Schulze Laura, Wheeler Sarah, McAndrews Mary Pat, Solomon Chloe J E, Giacobbe Peter, Downar Jonathan
MRI-Guided rTMS Clinic, Department of Psychiatry, University Health Network, 399 Bathurst Street, Room 7M-415, Toronto, Ontario, Canada M5T 2S8; Institute of Medical Science, University of Toronto, Faculty of Medicine, Medical Sciences Building, 1 King׳s College Circle, Room 2374, Toronto, Ontario, Canada M5S 1A8.
Toronto Western Research Institute, University Health Network, 399 Bathurst Street, Toronto, Ontario, Canada M5T 2S8.
Eur Neuropsychopharmacol. 2016 Jul;26(7):1213-26. doi: 10.1016/j.euroneuro.2016.04.004. Epub 2016 May 3.
The most widely used target for repetitive transcranial magnetic stimulation (rTMS) in treatment-resistant depression (TRD) is the dorsolateral prefrontal cortex (DLPFC). Despite convergent evidence that the dorsomedial prefrontal cortex (DMPFC) may be a promising alternative target for rTMS in TRD, its cognitive safety profile has not previously been assessed. Here, we applied 20 sessions of rTMS to the DMPFC in 21 TRD patients. Before and after treatment, a battery of neuropsychological tasks was administered to evaluate changes in cognition across three general cognitive domains: learning and memory, attention and processing speed, and cognitive flexibility. Subjects also completed the 17-item Hamilton Rating Scale for Depression (HamD17) prior to and following treatment to measure changes in severity of depressive symptoms, and to assess the relationship between mood and cognitive performance over the course of treatment. No serious adverse effects or significant deterioration in cognitive performance were observed. Overall, subjects improved significantly on Stroop Inhibition/Switching and on Trails B, and this improvement was independent of the degree of improvement in depression symptoms. No domains or items significantly predicted clinical outcome, with the exception of baseline performance on Visual Elevator Accuracy. Clinical improvement correlated to improved performance in the overall domain of attention and processing speed, although this effect was not evident following covariate adjustment. DMPFC-rTMS did not produce any detectable cognitive adverse effects during treatment of TRD. Performance did not deteriorate significantly on any measures. Taken together, the present findings support the tolerability and cognitive safety of DMPFC-rTMS in refractory depression.

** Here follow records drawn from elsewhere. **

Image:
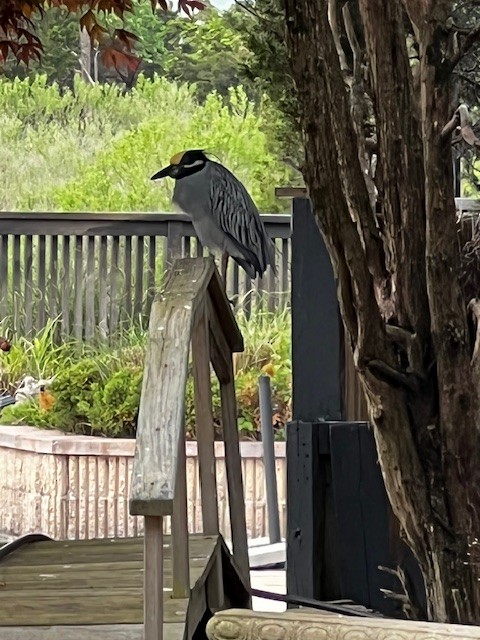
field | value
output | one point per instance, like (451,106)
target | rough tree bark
(397,265)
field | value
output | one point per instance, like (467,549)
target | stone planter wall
(78,486)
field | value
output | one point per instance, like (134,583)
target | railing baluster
(52,273)
(152,254)
(102,287)
(4,310)
(128,279)
(53,278)
(138,304)
(16,272)
(115,295)
(78,289)
(66,287)
(28,283)
(41,282)
(90,290)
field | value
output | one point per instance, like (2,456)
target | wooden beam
(180,555)
(291,192)
(233,467)
(160,420)
(204,422)
(220,352)
(153,578)
(224,313)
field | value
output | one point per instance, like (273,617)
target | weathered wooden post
(191,307)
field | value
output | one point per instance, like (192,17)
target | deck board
(96,582)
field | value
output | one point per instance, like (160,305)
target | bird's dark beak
(163,173)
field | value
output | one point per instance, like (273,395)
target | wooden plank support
(180,555)
(233,464)
(153,578)
(204,422)
(160,419)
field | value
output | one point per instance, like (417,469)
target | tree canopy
(377,90)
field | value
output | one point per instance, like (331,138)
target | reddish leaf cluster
(18,38)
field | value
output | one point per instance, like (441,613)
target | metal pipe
(265,400)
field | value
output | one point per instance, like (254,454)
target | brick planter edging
(72,486)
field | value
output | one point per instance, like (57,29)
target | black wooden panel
(316,354)
(366,530)
(310,571)
(350,524)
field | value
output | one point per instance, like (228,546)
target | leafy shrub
(97,390)
(94,147)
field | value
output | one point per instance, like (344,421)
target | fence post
(174,244)
(264,392)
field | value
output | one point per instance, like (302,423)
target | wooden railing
(191,309)
(99,271)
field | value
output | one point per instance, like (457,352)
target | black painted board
(305,509)
(316,342)
(350,523)
(377,516)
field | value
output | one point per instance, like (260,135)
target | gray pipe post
(265,399)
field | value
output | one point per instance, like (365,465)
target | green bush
(94,148)
(97,390)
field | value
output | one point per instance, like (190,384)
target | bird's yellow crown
(177,158)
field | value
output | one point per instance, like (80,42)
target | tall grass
(97,387)
(94,147)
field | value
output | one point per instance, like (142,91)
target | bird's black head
(183,164)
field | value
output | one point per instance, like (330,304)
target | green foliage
(262,31)
(97,389)
(114,406)
(39,357)
(94,148)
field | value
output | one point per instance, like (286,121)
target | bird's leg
(224,266)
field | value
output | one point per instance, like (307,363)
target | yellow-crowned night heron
(223,214)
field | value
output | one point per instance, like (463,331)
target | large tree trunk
(398,287)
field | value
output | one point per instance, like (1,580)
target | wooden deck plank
(51,579)
(174,631)
(39,589)
(82,606)
(200,546)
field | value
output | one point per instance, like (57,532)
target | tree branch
(465,45)
(400,159)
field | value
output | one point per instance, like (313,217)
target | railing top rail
(88,216)
(115,224)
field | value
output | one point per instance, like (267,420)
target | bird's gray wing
(236,214)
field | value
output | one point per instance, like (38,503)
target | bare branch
(464,47)
(333,19)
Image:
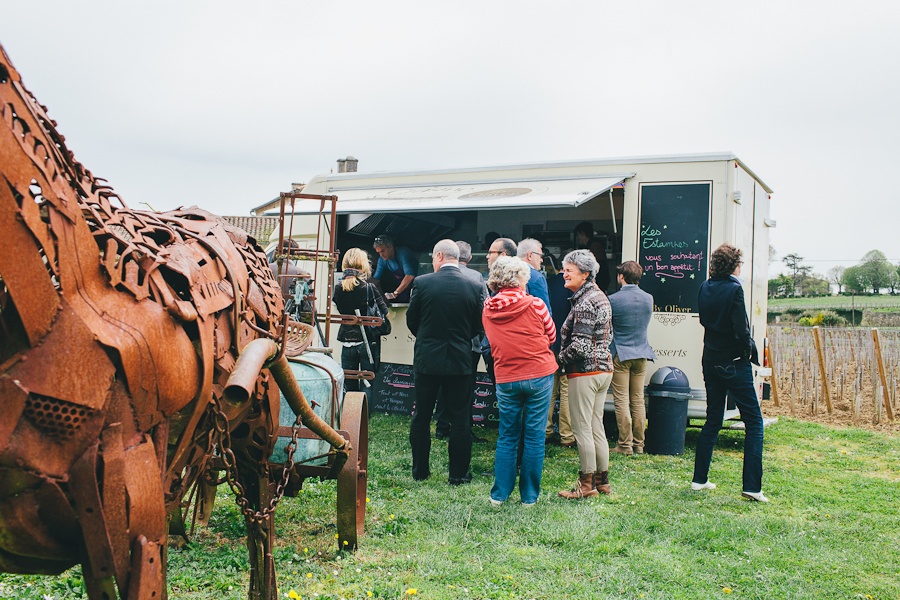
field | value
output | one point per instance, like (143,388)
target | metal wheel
(353,478)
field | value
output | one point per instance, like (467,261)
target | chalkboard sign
(673,243)
(394,391)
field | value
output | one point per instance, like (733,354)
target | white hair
(584,261)
(528,245)
(448,248)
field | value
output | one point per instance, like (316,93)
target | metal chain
(230,461)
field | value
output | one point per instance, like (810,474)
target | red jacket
(521,331)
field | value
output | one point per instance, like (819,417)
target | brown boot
(601,482)
(584,489)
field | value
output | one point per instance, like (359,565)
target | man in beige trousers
(632,308)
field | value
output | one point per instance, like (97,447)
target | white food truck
(665,212)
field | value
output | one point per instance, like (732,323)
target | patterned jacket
(587,333)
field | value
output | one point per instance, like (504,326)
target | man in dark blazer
(444,314)
(632,309)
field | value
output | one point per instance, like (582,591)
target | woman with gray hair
(521,331)
(584,354)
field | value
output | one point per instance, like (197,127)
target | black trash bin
(667,398)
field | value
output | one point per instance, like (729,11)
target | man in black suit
(444,314)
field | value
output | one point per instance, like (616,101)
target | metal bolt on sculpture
(134,347)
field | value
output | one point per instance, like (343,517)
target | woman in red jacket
(521,331)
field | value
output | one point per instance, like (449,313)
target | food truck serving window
(673,243)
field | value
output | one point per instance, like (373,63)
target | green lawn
(831,530)
(858,302)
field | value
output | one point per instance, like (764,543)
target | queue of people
(566,341)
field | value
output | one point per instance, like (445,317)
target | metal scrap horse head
(119,331)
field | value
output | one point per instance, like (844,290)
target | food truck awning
(495,195)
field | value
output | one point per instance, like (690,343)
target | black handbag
(373,311)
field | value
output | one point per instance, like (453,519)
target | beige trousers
(560,391)
(587,395)
(628,397)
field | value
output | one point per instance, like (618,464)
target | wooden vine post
(884,390)
(817,336)
(773,379)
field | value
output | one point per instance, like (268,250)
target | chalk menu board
(673,243)
(394,391)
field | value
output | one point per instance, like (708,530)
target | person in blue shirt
(397,267)
(532,252)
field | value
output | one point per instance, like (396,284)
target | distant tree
(875,271)
(836,275)
(781,286)
(794,262)
(894,278)
(853,280)
(815,285)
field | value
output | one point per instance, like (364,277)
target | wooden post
(773,380)
(817,335)
(887,400)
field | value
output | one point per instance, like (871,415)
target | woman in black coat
(354,293)
(728,351)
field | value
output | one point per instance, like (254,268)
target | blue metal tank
(318,376)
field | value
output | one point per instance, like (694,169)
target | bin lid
(669,379)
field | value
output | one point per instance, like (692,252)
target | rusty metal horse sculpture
(122,334)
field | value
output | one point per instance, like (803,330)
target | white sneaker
(702,486)
(757,496)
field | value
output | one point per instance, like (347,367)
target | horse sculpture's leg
(251,446)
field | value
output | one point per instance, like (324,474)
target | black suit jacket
(444,314)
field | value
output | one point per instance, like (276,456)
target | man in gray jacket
(632,308)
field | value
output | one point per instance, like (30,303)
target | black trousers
(457,392)
(443,423)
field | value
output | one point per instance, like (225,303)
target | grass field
(831,529)
(858,302)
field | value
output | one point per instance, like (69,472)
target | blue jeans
(735,379)
(523,407)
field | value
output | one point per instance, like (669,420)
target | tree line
(872,275)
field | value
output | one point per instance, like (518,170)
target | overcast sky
(225,104)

在难治性抑郁症(TRD)的治疗中,重复经颅磁刺激(rTMS)最广泛使用的靶点是背外侧前额叶皮质(DLPFC)。尽管有越来越多的证据表明背内侧前额叶皮质(DMPFC)可能是TRD中rTMS的一个有前景的替代靶点,但此前尚未评估其认知安全性。在此,我们对21例TRD患者的DMPFC进行了20次rTMS治疗。在治疗前后,进行了一系列神经心理学任务,以评估三个一般认知领域的认知变化:学习与记忆、注意力与处理速度以及认知灵活性。受试者还在治疗前后完成了17项汉密尔顿抑郁量表(HamD17),以测量抑郁症状严重程度的变化,并评估治疗过程中情绪与认知表现之间的关系。未观察到严重不良反应或认知表现的显著恶化。总体而言,受试者在Stroop抑制/转换和连线测验B上有显著改善,且这种改善与抑郁症状的改善程度无关。除了视觉电梯准确性的基线表现外,没有任何领域或项目能显著预测临床结果。临床改善与注意力和处理速度总体领域的表现改善相关,尽管在进行协变量调整后这种效应并不明显。在TRD治疗期间,DMPFC-rTMS未产生任何可检测到的认知不良反应。任何测量指标的表现均未显著恶化。综上所述,本研究结果支持DMPFC-rTMS在难治性抑郁症中的耐受性和认知安全性。